Shostakovich wrote his fourth quartet, his Opus 83 in D, in 1949, but he waited until after Stalin’s death in 1953 to give it a first performance, probably to keep those Jewish themes away from Stalin’s ears. As the Brodskys’ viola player Paul Cassidy wrote in his short introduction in the programme, “the work has everything”. It opens with an expansive Central-Asia landscape that turns to the composer’s claustrophobic 1940s angst that we have recently been reminded of in Julian Barnes’ “The Noise of Time”.

The exquisite second movement has a nostalgia that evokes Borodin’s world. The Jewish themes turned into something more macabre in the third and fourth movements: as Paul Cassidy said in his programme note: “Given the circumstances in which this was composed one cannot overlook the horrific, nightmarish image of people being forced to dance on their own graves”. Indeed, the animated Brodskys provided a stomping dance of their own, and the relentless picking of the up-bow of the viola gave it a spooky, sinister feel. From the ‘attacca’ fourth movement they were unstoppable, until the brakes were slammed on, the tender mood of the first movement returned and the whole thing disappeared into the distance. A stunning performance.
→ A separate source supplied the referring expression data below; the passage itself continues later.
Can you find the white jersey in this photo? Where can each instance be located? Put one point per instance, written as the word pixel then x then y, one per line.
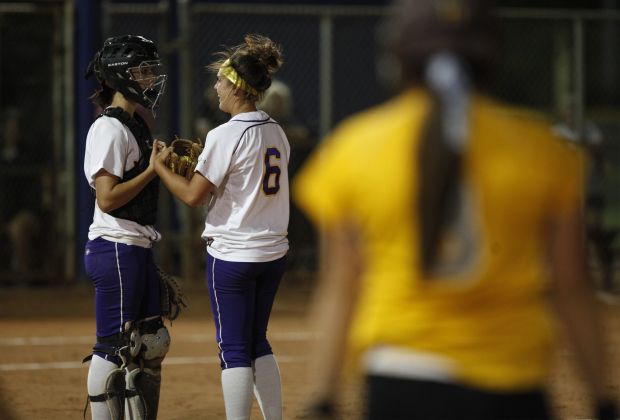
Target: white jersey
pixel 247 161
pixel 110 145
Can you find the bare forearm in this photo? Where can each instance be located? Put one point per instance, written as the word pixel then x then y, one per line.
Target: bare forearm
pixel 574 300
pixel 332 313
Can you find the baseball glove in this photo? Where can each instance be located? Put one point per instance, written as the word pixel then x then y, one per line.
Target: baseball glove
pixel 184 157
pixel 172 297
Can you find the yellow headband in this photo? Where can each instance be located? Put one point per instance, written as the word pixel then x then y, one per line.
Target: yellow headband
pixel 231 74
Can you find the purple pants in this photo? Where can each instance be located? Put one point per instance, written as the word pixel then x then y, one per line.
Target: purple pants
pixel 242 296
pixel 126 284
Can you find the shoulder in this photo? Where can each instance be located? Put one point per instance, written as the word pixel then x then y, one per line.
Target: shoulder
pixel 528 134
pixel 382 125
pixel 107 128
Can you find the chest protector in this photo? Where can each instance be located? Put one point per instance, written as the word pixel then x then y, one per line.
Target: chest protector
pixel 142 208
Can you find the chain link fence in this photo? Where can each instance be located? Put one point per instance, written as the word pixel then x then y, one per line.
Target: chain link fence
pixel 31 145
pixel 562 63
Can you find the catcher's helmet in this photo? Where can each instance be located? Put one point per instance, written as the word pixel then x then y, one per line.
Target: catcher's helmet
pixel 130 64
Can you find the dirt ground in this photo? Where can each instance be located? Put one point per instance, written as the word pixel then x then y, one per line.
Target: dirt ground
pixel 45 333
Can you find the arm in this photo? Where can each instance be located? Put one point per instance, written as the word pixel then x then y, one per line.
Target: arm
pixel 112 194
pixel 331 314
pixel 574 301
pixel 193 192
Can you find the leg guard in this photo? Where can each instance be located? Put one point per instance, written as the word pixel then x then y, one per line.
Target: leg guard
pixel 114 394
pixel 148 346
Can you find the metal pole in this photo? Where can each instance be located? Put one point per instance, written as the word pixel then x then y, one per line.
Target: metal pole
pixel 326 46
pixel 579 76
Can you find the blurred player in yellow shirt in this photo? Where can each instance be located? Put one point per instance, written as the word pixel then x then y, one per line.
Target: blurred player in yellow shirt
pixel 451 222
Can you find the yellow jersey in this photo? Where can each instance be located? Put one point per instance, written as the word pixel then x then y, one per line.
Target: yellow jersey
pixel 490 319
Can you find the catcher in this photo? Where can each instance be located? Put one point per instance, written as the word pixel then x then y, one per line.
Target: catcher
pixel 124 376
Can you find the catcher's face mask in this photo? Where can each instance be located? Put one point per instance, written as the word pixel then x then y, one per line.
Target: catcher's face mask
pixel 151 80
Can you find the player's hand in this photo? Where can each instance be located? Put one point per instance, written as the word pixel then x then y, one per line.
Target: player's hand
pixel 158 147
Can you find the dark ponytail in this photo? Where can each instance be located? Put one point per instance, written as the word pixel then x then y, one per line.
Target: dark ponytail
pixel 443 140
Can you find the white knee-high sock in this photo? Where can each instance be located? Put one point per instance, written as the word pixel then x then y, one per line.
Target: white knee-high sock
pixel 237 387
pixel 267 387
pixel 95 384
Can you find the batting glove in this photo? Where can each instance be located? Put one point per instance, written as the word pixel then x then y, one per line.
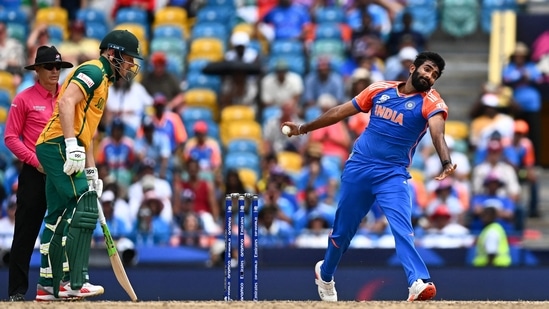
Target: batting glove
pixel 93 180
pixel 76 157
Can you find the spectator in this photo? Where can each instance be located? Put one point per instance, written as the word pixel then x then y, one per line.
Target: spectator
pixel 526 165
pixel 12 53
pixel 117 151
pixel 281 86
pixel 274 140
pixel 396 37
pixel 205 202
pixel 146 181
pixel 335 139
pixel 492 247
pixel 323 80
pixel 240 49
pixel 288 20
pixel 523 76
pixel 159 80
pixel 155 146
pixel 204 149
pixel 168 122
pixel 505 207
pixel 78 47
pixel 128 100
pixel 495 165
pixel 151 229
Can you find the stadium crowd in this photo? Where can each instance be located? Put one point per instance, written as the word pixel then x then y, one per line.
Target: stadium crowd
pixel 180 136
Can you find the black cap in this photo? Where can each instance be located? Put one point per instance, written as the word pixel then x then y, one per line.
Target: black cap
pixel 47 54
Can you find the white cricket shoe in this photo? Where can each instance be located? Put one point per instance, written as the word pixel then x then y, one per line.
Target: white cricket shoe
pixel 421 290
pixel 87 290
pixel 326 290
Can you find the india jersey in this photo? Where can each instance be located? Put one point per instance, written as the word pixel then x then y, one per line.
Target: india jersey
pixel 92 77
pixel 397 123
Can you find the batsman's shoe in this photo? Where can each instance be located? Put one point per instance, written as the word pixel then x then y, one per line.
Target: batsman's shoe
pixel 421 290
pixel 326 290
pixel 45 293
pixel 87 290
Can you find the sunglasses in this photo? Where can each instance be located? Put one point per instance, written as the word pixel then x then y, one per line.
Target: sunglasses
pixel 50 66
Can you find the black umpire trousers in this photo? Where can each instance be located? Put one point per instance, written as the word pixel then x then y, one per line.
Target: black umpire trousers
pixel 31 208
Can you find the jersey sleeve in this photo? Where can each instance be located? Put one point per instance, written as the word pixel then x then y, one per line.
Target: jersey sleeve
pixel 364 100
pixel 434 104
pixel 88 77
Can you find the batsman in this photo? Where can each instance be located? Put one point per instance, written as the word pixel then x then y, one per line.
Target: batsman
pixel 65 150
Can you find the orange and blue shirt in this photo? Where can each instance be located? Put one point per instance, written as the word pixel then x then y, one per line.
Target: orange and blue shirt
pixel 397 122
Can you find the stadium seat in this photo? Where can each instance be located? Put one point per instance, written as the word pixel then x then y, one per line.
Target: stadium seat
pixel 270 112
pixel 5 98
pixel 7 82
pixel 132 15
pixel 290 161
pixel 295 63
pixel 205 98
pixel 239 160
pixel 329 14
pixel 243 145
pixel 53 16
pixel 237 113
pixel 169 46
pixel 287 47
pixel 206 48
pixel 328 31
pixel 169 31
pixel 95 30
pixel 459 130
pixel 91 15
pixel 245 129
pixel 210 30
pixel 199 80
pixel 195 113
pixel 459 18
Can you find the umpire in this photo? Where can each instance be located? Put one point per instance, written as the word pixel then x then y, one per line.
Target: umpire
pixel 30 111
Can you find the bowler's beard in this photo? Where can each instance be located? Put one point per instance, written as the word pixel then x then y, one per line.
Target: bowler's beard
pixel 420 84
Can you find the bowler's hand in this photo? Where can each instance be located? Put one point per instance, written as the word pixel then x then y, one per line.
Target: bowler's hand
pixel 93 180
pixel 76 157
pixel 449 169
Daniel Rowland, first violin, gave an introduction to the two fugues that followed. Mendelssohn’s short, lyrical fugue from his Opus 84 set was a palate-cleanser. It put us into ‘fugue’ mode and in a way was a proxy for the Cavatina that precedes the Fugue in its original context, before they segue’d to the rGeat Fugue.
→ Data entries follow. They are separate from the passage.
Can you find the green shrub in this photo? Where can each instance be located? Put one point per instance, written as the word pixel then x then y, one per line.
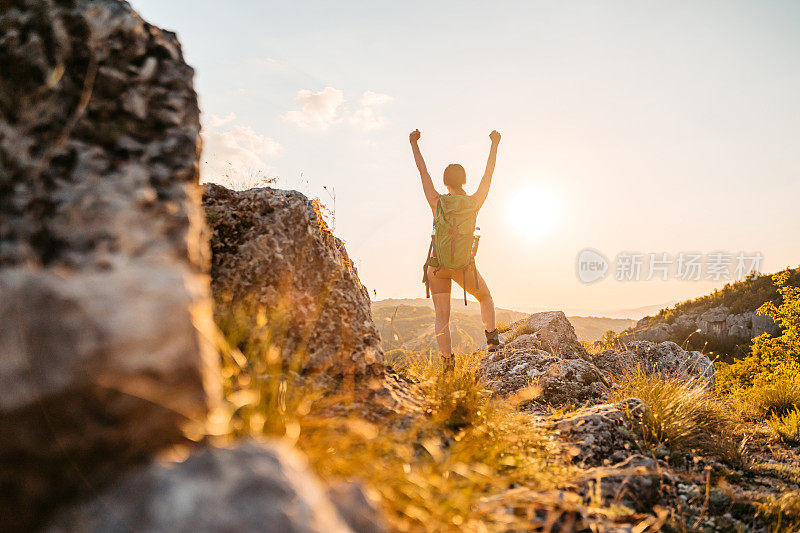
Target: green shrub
pixel 782 512
pixel 777 398
pixel 467 462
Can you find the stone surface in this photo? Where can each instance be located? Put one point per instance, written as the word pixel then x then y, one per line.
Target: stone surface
pixel 666 358
pixel 717 323
pixel 273 254
pixel 602 433
pixel 549 331
pixel 250 487
pixel 105 310
pixel 558 381
pixel 636 482
pixel 354 507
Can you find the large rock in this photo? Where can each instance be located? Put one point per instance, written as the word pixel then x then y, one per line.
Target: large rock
pixel 549 331
pixel 273 256
pixel 666 358
pixel 555 380
pixel 602 433
pixel 105 311
pixel 251 487
pixel 636 482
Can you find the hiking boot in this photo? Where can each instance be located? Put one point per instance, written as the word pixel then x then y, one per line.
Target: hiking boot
pixel 449 363
pixel 493 343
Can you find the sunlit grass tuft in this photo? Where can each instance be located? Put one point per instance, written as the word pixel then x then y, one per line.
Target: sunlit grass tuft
pixel 778 398
pixel 680 413
pixel 469 462
pixel 782 512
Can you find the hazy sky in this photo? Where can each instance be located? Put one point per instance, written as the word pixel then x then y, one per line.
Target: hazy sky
pixel 627 127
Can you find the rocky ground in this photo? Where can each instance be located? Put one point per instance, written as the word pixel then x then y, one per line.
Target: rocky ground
pixel 123 406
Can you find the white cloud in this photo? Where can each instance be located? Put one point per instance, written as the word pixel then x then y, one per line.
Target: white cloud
pixel 367 116
pixel 320 109
pixel 236 151
pixel 215 121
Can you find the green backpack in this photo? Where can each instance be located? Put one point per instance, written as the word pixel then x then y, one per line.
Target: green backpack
pixel 453 241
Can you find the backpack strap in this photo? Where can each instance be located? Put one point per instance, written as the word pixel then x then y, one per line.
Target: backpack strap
pixel 425 279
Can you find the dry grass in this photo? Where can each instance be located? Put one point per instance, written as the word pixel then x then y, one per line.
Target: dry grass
pixel 776 399
pixel 469 463
pixel 786 427
pixel 682 414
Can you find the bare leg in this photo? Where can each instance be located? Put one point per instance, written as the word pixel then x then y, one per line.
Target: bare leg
pixel 441 305
pixel 487 312
pixel 484 297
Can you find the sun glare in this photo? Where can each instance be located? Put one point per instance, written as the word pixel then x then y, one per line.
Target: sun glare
pixel 534 212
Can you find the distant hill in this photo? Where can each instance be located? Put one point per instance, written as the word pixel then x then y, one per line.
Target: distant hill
pixel 408 323
pixel 722 322
pixel 591 328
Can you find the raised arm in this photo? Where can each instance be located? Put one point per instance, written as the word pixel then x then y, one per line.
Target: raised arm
pixel 427 183
pixel 483 189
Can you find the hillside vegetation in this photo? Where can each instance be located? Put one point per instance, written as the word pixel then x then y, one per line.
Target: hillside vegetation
pixel 740 297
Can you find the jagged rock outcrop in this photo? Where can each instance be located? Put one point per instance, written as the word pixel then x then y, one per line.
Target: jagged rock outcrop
pixel 543 354
pixel 716 323
pixel 549 331
pixel 102 260
pixel 667 358
pixel 552 380
pixel 273 254
pixel 249 487
pixel 602 434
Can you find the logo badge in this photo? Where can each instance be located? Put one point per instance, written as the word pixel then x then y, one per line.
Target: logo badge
pixel 592 266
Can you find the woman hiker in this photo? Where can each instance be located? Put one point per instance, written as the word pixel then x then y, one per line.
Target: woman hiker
pixel 454 241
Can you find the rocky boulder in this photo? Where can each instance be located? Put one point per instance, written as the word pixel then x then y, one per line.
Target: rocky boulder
pixel 717 323
pixel 250 487
pixel 555 380
pixel 549 331
pixel 636 482
pixel 604 433
pixel 105 310
pixel 273 256
pixel 666 358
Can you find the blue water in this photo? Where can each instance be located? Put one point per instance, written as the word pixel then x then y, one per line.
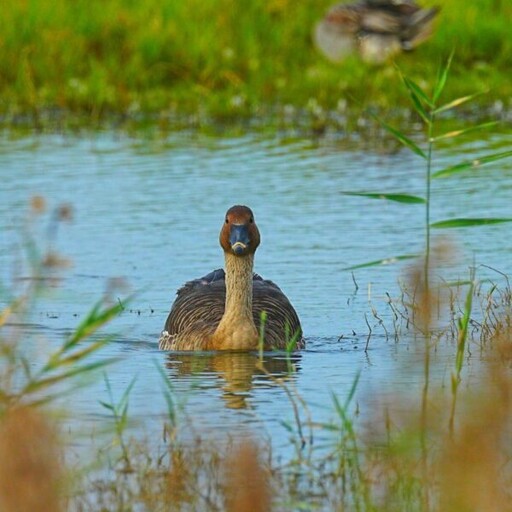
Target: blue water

Rowland told the story of Beethoven waiting in the pub while his Opus 130 quartet was receiving its first performance. The second violinist of the Schuppanzigh Quartet reported back afterwards that the Cavatina movement had the audience in tears, but omitted to tell Beethoven that half the audience had disappeared during the Große Fuge. The anecdote certainly made us speculate on Beethoven’s intention in composing something (and having lost his hearing altogether by now) that was so difficult to play and to listen to at the time, and still is two hundred years later. It seems a way into the piece is to keep listening in and out of context, and prefaced with some pointers such as we had on this occasion.

The Quartet used the acoustic to good effect, creating empty space after the monumental chords at the beginning, and took us on a 20-minute roller-coaster ride with amazing contrasts of dynamics and tempo. It was fascinating to watch the communication between the players; it felt risky, yet we also knew we were in safe hands with this scary piece. Stravinsky was quoted in the programme [this is] "an absolutely contemporary piece of music that will be contemporary forever".